You can find documentation on your processor online without too much trouble, it'll tell you what all of the instructions are so you can figure out what's happening. Alternatively, paste it here and we'll tell you. ;)
Probably the library version of abs is an intrinsic function, whose behavior is exactly known by the compiler, which can even compute the value at compile time (since in your case it's known) and optimize the call away. You should try your benchmark with a value known only at runtime (provided by the user or got with rand() before the two cycles).

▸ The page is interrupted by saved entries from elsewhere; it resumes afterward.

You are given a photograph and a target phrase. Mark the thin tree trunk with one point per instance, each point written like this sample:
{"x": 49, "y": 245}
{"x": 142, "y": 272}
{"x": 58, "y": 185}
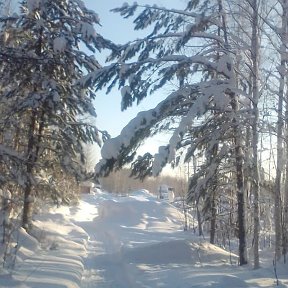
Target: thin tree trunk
{"x": 237, "y": 137}
{"x": 255, "y": 134}
{"x": 213, "y": 220}
{"x": 28, "y": 197}
{"x": 280, "y": 124}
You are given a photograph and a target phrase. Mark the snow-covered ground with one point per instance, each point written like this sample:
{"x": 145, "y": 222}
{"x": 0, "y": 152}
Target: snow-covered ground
{"x": 126, "y": 242}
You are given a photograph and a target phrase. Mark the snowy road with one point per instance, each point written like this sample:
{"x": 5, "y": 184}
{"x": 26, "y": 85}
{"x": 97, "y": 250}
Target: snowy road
{"x": 126, "y": 242}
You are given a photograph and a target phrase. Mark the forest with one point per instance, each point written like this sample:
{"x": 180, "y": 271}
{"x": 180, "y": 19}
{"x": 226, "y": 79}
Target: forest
{"x": 222, "y": 67}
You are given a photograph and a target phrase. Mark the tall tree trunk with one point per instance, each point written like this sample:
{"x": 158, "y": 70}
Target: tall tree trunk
{"x": 238, "y": 147}
{"x": 255, "y": 134}
{"x": 280, "y": 125}
{"x": 213, "y": 219}
{"x": 285, "y": 210}
{"x": 28, "y": 197}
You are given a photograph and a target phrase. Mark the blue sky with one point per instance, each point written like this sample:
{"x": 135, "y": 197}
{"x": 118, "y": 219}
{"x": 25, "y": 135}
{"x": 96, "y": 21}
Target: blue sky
{"x": 119, "y": 30}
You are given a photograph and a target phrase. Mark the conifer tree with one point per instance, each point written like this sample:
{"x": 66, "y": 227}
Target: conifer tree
{"x": 42, "y": 64}
{"x": 207, "y": 84}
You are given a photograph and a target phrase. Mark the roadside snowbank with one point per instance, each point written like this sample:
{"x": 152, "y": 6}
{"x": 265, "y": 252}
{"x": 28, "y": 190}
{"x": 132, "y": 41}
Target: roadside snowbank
{"x": 135, "y": 241}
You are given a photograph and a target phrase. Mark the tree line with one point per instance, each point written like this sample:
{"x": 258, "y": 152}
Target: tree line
{"x": 221, "y": 64}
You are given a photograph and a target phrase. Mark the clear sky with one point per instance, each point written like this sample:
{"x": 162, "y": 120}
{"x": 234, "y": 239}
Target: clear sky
{"x": 120, "y": 30}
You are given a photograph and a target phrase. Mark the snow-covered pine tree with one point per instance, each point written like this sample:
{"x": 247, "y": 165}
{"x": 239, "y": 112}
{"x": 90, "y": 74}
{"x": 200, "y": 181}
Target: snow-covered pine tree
{"x": 184, "y": 46}
{"x": 42, "y": 64}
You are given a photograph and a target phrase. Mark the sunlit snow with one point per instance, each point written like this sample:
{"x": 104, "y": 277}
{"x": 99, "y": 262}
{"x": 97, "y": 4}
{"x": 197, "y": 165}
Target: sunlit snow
{"x": 125, "y": 241}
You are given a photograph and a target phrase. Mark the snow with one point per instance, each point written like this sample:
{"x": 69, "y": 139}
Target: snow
{"x": 131, "y": 241}
{"x": 59, "y": 44}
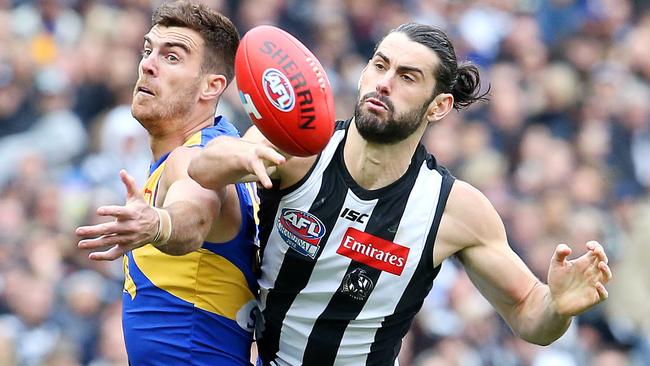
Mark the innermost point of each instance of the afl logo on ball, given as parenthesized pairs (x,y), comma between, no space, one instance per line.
(278,90)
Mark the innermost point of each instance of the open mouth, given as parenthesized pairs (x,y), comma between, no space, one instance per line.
(377,102)
(142,89)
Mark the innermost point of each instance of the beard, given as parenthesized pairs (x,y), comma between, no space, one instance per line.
(152,113)
(394,129)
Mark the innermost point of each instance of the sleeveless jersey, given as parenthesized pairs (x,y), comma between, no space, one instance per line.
(344,269)
(193,309)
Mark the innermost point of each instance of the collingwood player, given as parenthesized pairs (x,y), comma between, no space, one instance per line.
(353,238)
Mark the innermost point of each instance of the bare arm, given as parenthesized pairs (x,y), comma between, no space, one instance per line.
(188,210)
(228,160)
(537,312)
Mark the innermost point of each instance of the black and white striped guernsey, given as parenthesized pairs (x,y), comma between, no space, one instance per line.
(344,269)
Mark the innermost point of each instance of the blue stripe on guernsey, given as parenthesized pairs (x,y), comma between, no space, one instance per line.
(193,309)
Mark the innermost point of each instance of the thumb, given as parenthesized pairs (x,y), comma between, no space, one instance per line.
(130,184)
(562,251)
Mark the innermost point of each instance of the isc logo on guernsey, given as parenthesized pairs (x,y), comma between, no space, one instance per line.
(301,230)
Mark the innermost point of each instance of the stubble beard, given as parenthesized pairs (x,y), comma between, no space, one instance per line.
(394,129)
(159,111)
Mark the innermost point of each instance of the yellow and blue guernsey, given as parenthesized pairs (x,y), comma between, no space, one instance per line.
(194,309)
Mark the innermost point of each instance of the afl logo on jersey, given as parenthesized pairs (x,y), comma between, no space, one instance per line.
(278,90)
(357,284)
(301,230)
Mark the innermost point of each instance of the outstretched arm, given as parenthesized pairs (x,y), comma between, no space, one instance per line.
(253,158)
(226,160)
(537,312)
(179,227)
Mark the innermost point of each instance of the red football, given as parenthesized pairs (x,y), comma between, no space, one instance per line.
(285,91)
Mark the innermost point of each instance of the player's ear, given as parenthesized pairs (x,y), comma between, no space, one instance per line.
(213,86)
(439,107)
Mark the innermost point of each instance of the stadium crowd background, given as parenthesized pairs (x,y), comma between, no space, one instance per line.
(562,150)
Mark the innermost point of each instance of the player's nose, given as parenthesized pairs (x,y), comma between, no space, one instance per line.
(383,86)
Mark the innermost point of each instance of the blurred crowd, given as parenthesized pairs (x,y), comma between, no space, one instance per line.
(562,150)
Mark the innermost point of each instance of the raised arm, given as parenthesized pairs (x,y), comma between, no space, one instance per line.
(537,312)
(228,160)
(187,213)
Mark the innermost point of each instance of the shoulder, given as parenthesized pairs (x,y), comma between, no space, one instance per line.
(469,220)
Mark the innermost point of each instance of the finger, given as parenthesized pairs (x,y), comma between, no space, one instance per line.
(108,255)
(606,271)
(260,171)
(107,228)
(271,155)
(602,291)
(130,184)
(562,251)
(598,250)
(115,211)
(105,241)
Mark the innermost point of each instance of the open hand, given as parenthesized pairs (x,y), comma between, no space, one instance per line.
(135,224)
(577,285)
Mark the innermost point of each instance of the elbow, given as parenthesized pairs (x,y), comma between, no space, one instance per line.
(194,171)
(540,341)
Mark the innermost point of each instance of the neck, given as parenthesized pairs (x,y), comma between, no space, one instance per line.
(167,140)
(375,166)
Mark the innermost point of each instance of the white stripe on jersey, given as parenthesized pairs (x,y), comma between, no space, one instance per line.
(299,199)
(356,342)
(324,281)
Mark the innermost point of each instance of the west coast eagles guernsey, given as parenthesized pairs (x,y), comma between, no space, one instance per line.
(344,269)
(193,309)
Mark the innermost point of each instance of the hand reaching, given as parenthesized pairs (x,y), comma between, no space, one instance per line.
(577,285)
(135,224)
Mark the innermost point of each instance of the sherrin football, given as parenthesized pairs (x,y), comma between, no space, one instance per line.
(285,91)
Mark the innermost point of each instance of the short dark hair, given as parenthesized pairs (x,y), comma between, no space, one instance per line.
(218,32)
(462,81)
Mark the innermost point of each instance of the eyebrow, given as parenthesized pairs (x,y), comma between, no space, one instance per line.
(401,68)
(169,44)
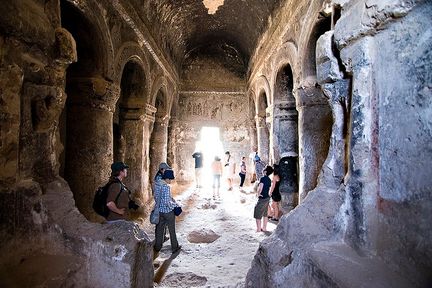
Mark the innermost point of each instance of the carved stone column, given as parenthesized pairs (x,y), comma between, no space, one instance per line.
(132,125)
(262,138)
(149,121)
(89,143)
(158,144)
(284,129)
(314,124)
(11,78)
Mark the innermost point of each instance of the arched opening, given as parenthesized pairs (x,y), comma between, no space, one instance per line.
(159,137)
(309,64)
(285,133)
(263,133)
(132,87)
(285,136)
(315,118)
(128,127)
(82,124)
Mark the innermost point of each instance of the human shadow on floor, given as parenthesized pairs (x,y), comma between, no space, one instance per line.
(160,273)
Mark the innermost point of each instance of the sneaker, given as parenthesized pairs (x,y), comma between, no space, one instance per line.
(155,254)
(176,250)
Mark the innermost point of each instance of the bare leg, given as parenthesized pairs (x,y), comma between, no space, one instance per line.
(265,224)
(276,210)
(258,221)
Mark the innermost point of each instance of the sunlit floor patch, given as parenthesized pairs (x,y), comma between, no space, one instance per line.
(223,262)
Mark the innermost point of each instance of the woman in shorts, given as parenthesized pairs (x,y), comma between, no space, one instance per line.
(261,206)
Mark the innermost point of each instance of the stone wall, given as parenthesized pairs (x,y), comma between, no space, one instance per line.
(60,90)
(371,230)
(212,95)
(228,112)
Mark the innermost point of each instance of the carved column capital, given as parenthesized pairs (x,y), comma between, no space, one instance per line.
(150,112)
(310,96)
(163,121)
(260,121)
(94,92)
(285,110)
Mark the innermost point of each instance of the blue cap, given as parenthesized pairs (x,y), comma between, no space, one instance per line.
(118,166)
(168,174)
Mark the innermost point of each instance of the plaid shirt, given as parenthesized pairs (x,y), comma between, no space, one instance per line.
(259,167)
(167,203)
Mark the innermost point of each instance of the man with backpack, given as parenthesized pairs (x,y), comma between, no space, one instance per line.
(118,195)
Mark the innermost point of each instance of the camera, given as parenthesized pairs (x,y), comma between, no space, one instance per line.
(133,205)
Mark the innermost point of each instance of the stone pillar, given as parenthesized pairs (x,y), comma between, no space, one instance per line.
(89,137)
(289,182)
(262,138)
(158,145)
(284,129)
(315,121)
(11,78)
(133,130)
(333,170)
(149,121)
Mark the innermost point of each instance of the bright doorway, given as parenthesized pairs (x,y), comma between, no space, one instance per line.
(211,146)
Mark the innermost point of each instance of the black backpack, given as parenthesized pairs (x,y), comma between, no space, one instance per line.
(101,195)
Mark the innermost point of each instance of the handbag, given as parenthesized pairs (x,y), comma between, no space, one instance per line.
(177,210)
(154,215)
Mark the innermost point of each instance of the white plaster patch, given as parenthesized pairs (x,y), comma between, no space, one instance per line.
(213,5)
(119,252)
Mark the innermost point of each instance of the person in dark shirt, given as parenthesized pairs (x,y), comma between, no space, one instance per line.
(198,156)
(275,193)
(118,195)
(261,207)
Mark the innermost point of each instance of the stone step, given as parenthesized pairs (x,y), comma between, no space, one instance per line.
(347,268)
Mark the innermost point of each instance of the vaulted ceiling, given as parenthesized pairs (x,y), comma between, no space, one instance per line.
(185,27)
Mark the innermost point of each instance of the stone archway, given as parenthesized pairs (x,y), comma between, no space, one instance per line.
(129,126)
(86,122)
(285,133)
(263,133)
(159,137)
(315,116)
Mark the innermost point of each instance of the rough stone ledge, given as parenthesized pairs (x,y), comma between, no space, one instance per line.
(53,244)
(368,17)
(115,255)
(348,269)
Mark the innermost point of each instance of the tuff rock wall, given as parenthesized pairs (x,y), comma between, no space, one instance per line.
(211,95)
(364,224)
(62,95)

If there's still a difference, it may be because the library abs is written directly in hand-forged assembly with magic tricks, so it could be a little faster than the generated one.
The library abs function operates on integers while you are obviously testing floats. This means that call to abs with float argument involves conversion from float to int (may be a no-op as you are using constant and compiler may do it at compile time), then INTEGER abs operation and conversion int->float. You templated function will involve operations on floats and this is probably making a difference.